Chiuse gli occhi. E da varie parti, come da lontano, vibrarono dei suoni, presero ad accordarsi, a perdersi, a fondersi, e di nuovo tutto si compose in quel medesimo inno dolce e trionfale. «Ah, che cosa affascinante! Tutto come voglio io,» diceva Petja tra sé. E si provò a dirigere quell’immenso coro di strumenti.
«Sù, piano, piano, ora smorzate.» E i suoni lo obbedivano. «Sì, adesso, con forza, con più brio. Ancora, ancora più gioiosamente.» E da una profondità sconosciuta si levavano in un crescendo note solenni. «Ora voci, tocca a voi!»
ordinò Petja. E in lontananza si udirono dapprima voci maschili, poi voci femminili. Le voci aumentavano, salivano in un crescendo ritmico e solenne. Petja provava paura e gioia insieme ascoltandone l’eccezionale bellezza.
Il canto si fondeva con la solenne marcia trionfale e le gocce cadevano e - zig, zig, zig - strideva la sciabola, e i cavalli nitrivano, senza disturbare il coro, ma piuttosto entrando a farne parte.
Petja non sapeva da quanto la cosa durasse: ne godeva, si meravigliava continuamente della propria felicità e si rammaricava di non aver nessuno a cui comunicarla. Lo svegliò la voce cordiale di Lichaèëv.
«È pronta, Vossignoria, con questa i francesi li squartate in due!»
Petja si svegliò.
«Albeggia già, davvero è giorno!» gridò.
I cavalli, prima invisibili, ora si vedevano fino alle code e attraverso i rami spogli traspariva una luce acquosa.

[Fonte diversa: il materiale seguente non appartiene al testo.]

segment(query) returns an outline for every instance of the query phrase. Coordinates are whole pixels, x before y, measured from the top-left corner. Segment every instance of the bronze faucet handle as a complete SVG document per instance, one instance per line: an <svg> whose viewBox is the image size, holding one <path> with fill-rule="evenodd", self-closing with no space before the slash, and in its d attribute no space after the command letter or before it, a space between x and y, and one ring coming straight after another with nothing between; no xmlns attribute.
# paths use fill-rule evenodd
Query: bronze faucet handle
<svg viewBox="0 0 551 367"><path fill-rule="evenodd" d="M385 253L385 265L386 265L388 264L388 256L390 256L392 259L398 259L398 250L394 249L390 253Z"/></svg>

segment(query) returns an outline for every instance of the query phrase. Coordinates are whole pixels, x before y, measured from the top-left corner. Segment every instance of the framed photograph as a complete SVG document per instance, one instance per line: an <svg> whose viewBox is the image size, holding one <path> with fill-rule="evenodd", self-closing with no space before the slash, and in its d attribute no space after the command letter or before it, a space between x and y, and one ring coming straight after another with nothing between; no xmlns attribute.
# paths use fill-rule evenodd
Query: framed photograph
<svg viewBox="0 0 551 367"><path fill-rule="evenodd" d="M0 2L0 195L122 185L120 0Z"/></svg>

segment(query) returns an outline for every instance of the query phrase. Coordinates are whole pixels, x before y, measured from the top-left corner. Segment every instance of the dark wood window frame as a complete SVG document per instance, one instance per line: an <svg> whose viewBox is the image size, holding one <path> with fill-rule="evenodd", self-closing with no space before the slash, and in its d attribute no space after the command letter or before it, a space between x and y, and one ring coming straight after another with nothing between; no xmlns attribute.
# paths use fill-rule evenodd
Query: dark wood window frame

Petja si riscosse, balzò in piedi, cavò di tasca un rublo d’argento e lo diede a Lichaèëv, con un fendente provò la sciabola e la infilò nel fodero. I cosacchi intanto slegavano i cavalli e stringevano le cinghie delle selle.
«Ecco il comandante,» disse Lichaèëv.
Dal posto di guardia uscì Denisov e chiamato Petja ordinò l’adunata.